De Plácido e Silva esclarece que: OMISSÃO deriva do “latim omissio, de omittere (omitir, deixar, abandonar), exprime a ausência de alguma coisa. É, assim, o que não se fez, o que se deixou de fazer, o que foi desprezado ou não foi mencionado. Na linguagem técnico jurídica, a omissão é a inexistência. É um ato negativo ou a ausência do fato. É o silêncio, anotado pela falta de menção. É a lacuna”. OBSCURIDADE vem também “do latim obscuritas, de obscurus (escuro, oculto, encoberto), entende-se literalmente, a qualidade ou caráter de tudo que é escuro, está oculto e não é claro. A obscuridade, pois, é na técnica da linguagem jurídica, a falta de clareza do texto legal ou de qualquer coisa, que deva ser entendida para ser aplicada. A obscuridade, que é a confusão, a dúvida, geradas pela deficiente redação do texto, pela má redação ou por qualquer outro defeito ocorrido na manifestação escrita da regra jurídica, não se identifica com a omissão ou a lacuna da lei.”. Derradeiramente, CONTRADIÇÃO “Derivado do latim contradictio, significa a ação de contradizer, ou de contradizer-se. Pode ser aplicada para indicar a contrariedade oposta às afirmativas de outrem, isto é, um parecer, uma opinião, ou outra qualquer coisa, como significar a própria divergência de opinião tida e havida por uma pessoa. Nesta circunstância, em sentido técnico, tem o vocábulo duas significações: a) A contrariedade oposta por alguém à afirmativa de outrem. É objeção e mais propriamente se diz contradita. b) A divergência anotada em afirmativas feitas sobre o mesmo caso ou sobre a mesma coisa. (...). Em tal circunstância, não significa a refutação que parte de outrem para desfazer a afirmativa feita. É a própria confusão e divergência das asserções, que se indicando contraditórias formulam a contradição.” (SILVA. De Plácido. Vocabulário Jurídico. 30ª Edição. Rio de Janeiro: Editora Forense, 2013, ps. 984, 978 e 374 respectivamente).

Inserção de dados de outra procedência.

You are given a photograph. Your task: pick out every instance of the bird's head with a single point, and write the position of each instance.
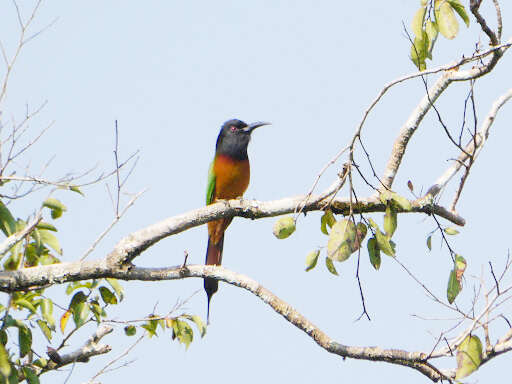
(234, 137)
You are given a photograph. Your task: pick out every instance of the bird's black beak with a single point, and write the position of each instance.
(251, 127)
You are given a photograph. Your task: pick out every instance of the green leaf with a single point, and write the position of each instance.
(284, 227)
(30, 375)
(327, 220)
(419, 51)
(385, 196)
(54, 204)
(56, 213)
(80, 284)
(383, 242)
(21, 302)
(45, 329)
(201, 326)
(390, 221)
(76, 189)
(79, 308)
(311, 260)
(50, 240)
(25, 340)
(7, 222)
(47, 312)
(81, 314)
(454, 287)
(432, 32)
(5, 365)
(330, 266)
(64, 320)
(451, 231)
(97, 311)
(118, 289)
(341, 240)
(107, 296)
(151, 326)
(417, 20)
(459, 8)
(445, 19)
(460, 266)
(401, 202)
(469, 356)
(41, 362)
(374, 253)
(183, 332)
(361, 231)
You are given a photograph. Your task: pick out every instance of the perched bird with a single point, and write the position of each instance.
(228, 178)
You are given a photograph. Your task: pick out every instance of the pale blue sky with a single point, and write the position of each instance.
(172, 72)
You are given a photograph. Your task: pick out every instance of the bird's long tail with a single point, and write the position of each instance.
(213, 257)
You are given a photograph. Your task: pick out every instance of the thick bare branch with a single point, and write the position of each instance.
(91, 348)
(479, 140)
(417, 115)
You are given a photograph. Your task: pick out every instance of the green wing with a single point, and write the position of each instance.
(210, 189)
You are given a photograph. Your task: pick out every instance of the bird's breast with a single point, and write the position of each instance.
(231, 177)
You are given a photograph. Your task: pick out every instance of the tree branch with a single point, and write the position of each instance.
(90, 348)
(417, 115)
(479, 140)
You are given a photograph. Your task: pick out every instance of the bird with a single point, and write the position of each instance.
(228, 178)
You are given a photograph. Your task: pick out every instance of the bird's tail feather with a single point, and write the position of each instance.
(213, 257)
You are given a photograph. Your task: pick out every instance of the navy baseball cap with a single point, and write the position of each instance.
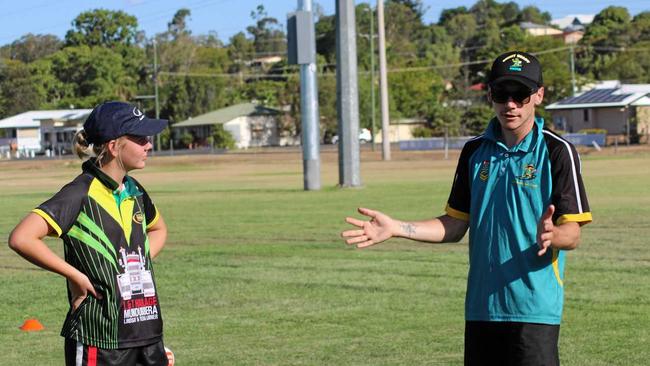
(111, 120)
(517, 66)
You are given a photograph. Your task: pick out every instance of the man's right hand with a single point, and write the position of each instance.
(80, 287)
(380, 228)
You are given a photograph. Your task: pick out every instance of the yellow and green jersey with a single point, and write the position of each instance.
(103, 225)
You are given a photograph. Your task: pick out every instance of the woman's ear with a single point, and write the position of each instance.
(112, 148)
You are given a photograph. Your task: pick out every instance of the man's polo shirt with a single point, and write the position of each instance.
(104, 232)
(503, 193)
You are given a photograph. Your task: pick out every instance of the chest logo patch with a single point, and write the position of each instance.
(528, 173)
(484, 173)
(138, 217)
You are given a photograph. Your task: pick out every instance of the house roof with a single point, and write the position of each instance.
(530, 25)
(32, 119)
(227, 114)
(573, 20)
(604, 97)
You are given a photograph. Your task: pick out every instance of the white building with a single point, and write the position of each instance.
(251, 125)
(39, 131)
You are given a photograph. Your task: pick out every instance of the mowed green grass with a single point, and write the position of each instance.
(255, 273)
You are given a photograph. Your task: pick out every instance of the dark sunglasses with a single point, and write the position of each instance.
(140, 140)
(520, 96)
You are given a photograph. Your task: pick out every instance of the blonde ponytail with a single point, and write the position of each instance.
(85, 150)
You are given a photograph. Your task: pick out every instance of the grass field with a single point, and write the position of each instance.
(255, 273)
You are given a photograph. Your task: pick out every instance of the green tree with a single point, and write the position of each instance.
(268, 37)
(105, 28)
(18, 92)
(91, 76)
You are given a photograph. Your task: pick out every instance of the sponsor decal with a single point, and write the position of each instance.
(138, 217)
(529, 172)
(137, 113)
(527, 176)
(517, 61)
(137, 291)
(484, 173)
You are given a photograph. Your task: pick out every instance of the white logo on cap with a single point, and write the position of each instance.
(137, 113)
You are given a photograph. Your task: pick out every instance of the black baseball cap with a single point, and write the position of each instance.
(516, 66)
(111, 120)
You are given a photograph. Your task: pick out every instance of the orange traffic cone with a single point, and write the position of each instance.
(170, 356)
(32, 325)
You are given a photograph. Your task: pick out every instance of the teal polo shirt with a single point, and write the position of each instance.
(503, 193)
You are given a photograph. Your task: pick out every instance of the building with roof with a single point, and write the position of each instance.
(539, 29)
(574, 22)
(251, 125)
(620, 109)
(42, 131)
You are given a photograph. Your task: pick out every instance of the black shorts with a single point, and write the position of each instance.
(78, 354)
(511, 343)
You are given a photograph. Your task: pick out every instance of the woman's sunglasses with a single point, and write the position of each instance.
(140, 140)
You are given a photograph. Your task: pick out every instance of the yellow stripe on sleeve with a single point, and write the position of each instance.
(456, 214)
(49, 220)
(582, 219)
(154, 221)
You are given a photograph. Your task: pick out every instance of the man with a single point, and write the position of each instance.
(519, 191)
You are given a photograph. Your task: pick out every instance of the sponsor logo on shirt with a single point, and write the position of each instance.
(138, 217)
(527, 176)
(484, 173)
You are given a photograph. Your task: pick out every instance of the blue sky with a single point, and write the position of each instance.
(226, 17)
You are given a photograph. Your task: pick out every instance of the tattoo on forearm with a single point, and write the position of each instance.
(408, 229)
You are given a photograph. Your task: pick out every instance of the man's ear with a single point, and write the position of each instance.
(539, 95)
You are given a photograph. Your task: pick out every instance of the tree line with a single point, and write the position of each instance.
(435, 70)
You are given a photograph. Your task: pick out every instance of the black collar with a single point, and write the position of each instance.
(90, 166)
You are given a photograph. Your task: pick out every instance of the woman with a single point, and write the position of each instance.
(110, 230)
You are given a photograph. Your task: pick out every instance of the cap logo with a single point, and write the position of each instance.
(516, 61)
(137, 113)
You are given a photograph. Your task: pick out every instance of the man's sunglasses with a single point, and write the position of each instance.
(520, 96)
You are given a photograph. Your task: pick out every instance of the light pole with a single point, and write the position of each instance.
(383, 91)
(155, 86)
(372, 75)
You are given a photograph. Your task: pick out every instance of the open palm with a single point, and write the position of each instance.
(380, 227)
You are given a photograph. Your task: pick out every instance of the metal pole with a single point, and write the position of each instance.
(155, 86)
(347, 97)
(372, 76)
(383, 83)
(573, 70)
(309, 115)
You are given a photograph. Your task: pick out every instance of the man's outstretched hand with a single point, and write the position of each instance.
(380, 227)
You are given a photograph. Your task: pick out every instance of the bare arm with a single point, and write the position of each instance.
(27, 240)
(565, 236)
(382, 227)
(157, 237)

Em complemento, Marinoni, Arenhart e Mitidiero destacam que, em caso de ERRO MATERIAL, "cabem embargos de declaração para sanação de erro material, assim entendidos os erros de cálculo e as inexatidões materiais (art. 494, I, CPC). Erro de cálculo consiste no erro aritmético (não se confunde, porém, com o erro quanto a critério de cálculo ou elementos do cálculo, que constituem erros de julgamento a respeito do cálculo). Inexatidão material constitui erro na redação da decisão – e não no julgamento nela exprimido". (MARINONI, Luiz Guilherme; ARENHART, Sérgio Cruz; MITIDIERO, Daniel. Novo código de processo civil comentado. São Paulo: Editora Revista dos Tribunais, 2015, p. 954)

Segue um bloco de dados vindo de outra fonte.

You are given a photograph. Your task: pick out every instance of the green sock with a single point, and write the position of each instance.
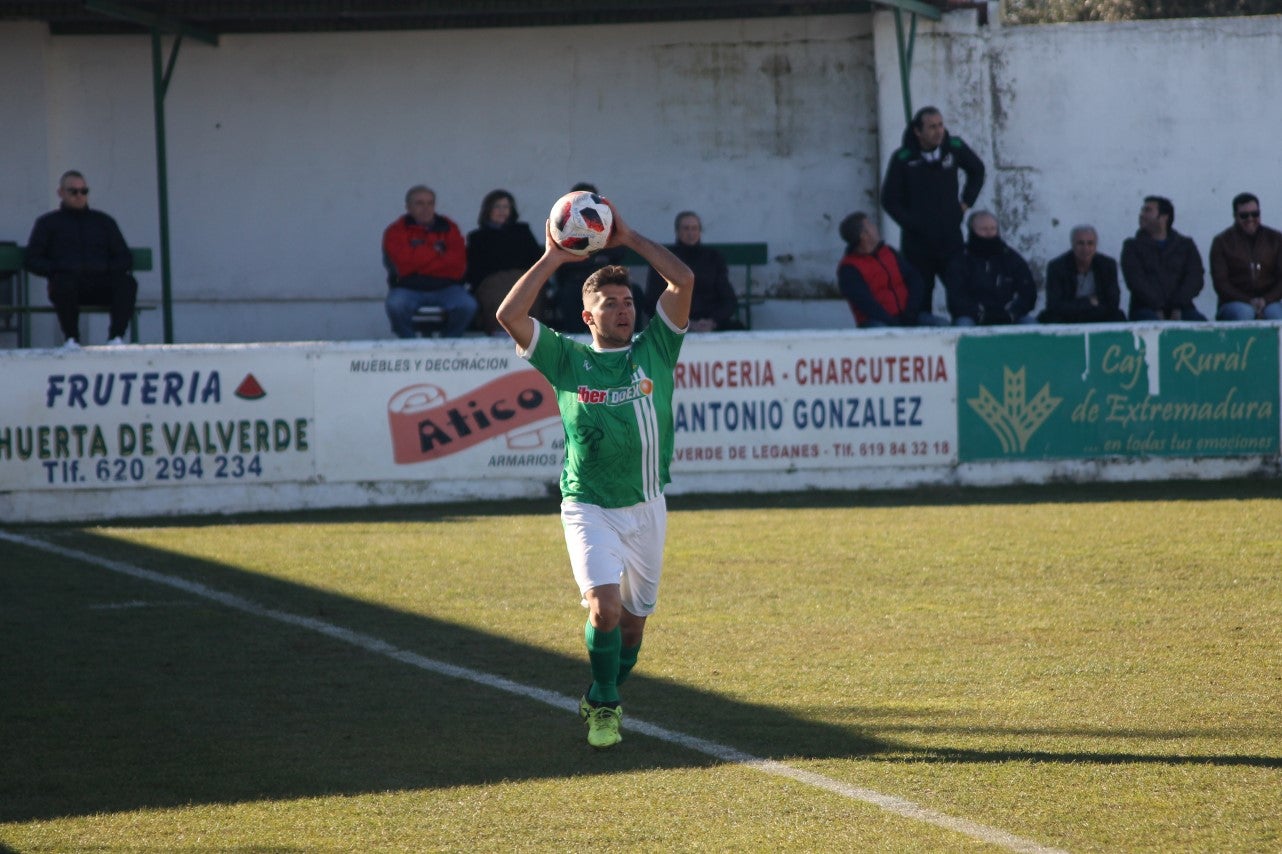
(627, 661)
(603, 652)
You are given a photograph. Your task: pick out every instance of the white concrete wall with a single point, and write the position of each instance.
(1078, 122)
(290, 154)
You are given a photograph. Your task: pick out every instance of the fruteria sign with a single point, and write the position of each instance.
(149, 417)
(1144, 393)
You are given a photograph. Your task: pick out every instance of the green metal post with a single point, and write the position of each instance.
(158, 89)
(905, 59)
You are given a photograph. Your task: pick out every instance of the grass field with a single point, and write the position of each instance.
(1064, 667)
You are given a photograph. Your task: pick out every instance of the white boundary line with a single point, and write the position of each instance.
(371, 644)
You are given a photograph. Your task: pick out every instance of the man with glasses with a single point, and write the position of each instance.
(86, 260)
(1082, 284)
(1163, 268)
(1246, 266)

Nunca é demais gizar que os embargos de declaração servem como modalidade recursal de integração e não de substituição, ou seja, cabe ao prolator da decisão embargada apenas e tão somente sanar questões que ficaram omissas, obscuras ou contraditórias ou corrigir erro material.

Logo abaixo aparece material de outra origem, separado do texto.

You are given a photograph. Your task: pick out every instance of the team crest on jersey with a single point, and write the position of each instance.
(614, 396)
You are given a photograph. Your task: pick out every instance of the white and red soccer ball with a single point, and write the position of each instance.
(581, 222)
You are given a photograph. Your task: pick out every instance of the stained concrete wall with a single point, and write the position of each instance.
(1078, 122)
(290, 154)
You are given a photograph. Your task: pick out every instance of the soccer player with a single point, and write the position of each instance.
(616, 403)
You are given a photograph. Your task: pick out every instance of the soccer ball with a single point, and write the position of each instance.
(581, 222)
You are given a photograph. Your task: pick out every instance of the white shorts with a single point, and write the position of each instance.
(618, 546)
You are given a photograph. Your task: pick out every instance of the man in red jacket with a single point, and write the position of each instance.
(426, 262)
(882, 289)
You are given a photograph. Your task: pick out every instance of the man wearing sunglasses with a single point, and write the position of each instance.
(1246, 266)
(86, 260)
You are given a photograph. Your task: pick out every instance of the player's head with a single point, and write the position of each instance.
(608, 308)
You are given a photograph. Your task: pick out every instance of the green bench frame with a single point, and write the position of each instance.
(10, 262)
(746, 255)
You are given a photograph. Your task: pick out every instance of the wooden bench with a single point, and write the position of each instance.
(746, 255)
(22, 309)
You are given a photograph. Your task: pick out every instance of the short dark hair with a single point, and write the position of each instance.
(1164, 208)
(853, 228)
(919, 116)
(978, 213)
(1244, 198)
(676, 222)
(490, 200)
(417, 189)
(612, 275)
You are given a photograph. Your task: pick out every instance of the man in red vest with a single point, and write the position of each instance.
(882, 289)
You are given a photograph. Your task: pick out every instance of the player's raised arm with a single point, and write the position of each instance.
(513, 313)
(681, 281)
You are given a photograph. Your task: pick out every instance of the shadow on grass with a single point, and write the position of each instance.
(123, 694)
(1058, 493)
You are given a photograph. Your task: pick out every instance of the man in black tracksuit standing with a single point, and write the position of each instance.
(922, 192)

Ressalta-se, ademais, que o sistema procede, de forma automática, à abertura do prazo padrão de quinze dias, incumbindo ao advogado da parte observar com diligência o prazo efetivamente fixado pelo Relator no acórdão, o qual prevalece sobre a indicação genérica do sistema, em atenção ao dever de cautela profissional e à autoridade da decisão judicial.
Ao contrário do pretendido na peça agora em análise, jamais e em tempo algum os embargos servirão para realinhamento de posição judicante com o pensamento jurídico ou fático defendido pela parte embargante, sendo oportuna a ensinança de Pontes de Miranda quando dizia que “o que se pede é que se declare o que foi decidido, porque o meio empregado para exprimi-lo é deficiente ou impróprio. Não se pede que se redecida; pede-se que se reexprima. A obscuridade há de estar no que foi dito. Bem assim a omissão.” (MIRANDA. Pontes de. Comentários ao Código de Processo Civil. Rio de Janeiro: Editora Forense, 1999, Tomo VII, p. 319) (Grifo meu).
Já foi dito com bastante acerto e propriedade que “a dúvida ou incerteza ensejadora dos embargos declaratórios é aquela existente na própria decisão proferida e não a instalada no espírito do litigante, quanto ao rumo que deve trilhar, no futuro, em defesa de seus interesses” (STJ, Edcls no Resp n. 15.339-0-RJ, Rel. Min. Barros Monteiro, 4ª Turma, j. 10.10.94, pub. RSTJ 75/256) (Grifei).
Em que pese o profundo respeito pelos embargos aforados e por seu douto subscritor, a via processual empregada não tem o condão de suprir insatisfações e não terá jamais serventia para abrir contraditório visando a uma nova explicação sobre as razões de meu convencimento original e agora alvo de insurgência. Não é por outro motivo que existe o adágio popular que decisão judicial não se discute: ou se cumpre ou se recorre!
Ora, outra conclusão não se tira da constante lição do Superior Tribunal de Justiça quando afirma que “Os Embargos Declaratórios visam à eliminação de obscuridade, contradição ou omissão no Acórdão embargado, não se coadunando essa finalidade com a pretensão de rejulgamento do caso concreto" (STJ, EDcl no AgRg no Ag 1349517/RS, rel. Min. Sidnei Beneti, j. em 24-5-2011).
É bom ressaltar que “se há erro na apreciação da prova, má apreciação dos fatos ou, até, inaplicação correta do direito, outro é o veículo apto à revisão do aresto, que não os embargos declaratórios” (Adcoas n. 8.153.614, de 20.04.97). Pois há muito se diz que “as eventuais incorreções na apreciação de fatos, da prova existente nos autos, ou ainda na aplicação do direito, devem ser atacadas pelos recursos adequados, jamais por embargos declaratórios” (JTACivSP 152/518).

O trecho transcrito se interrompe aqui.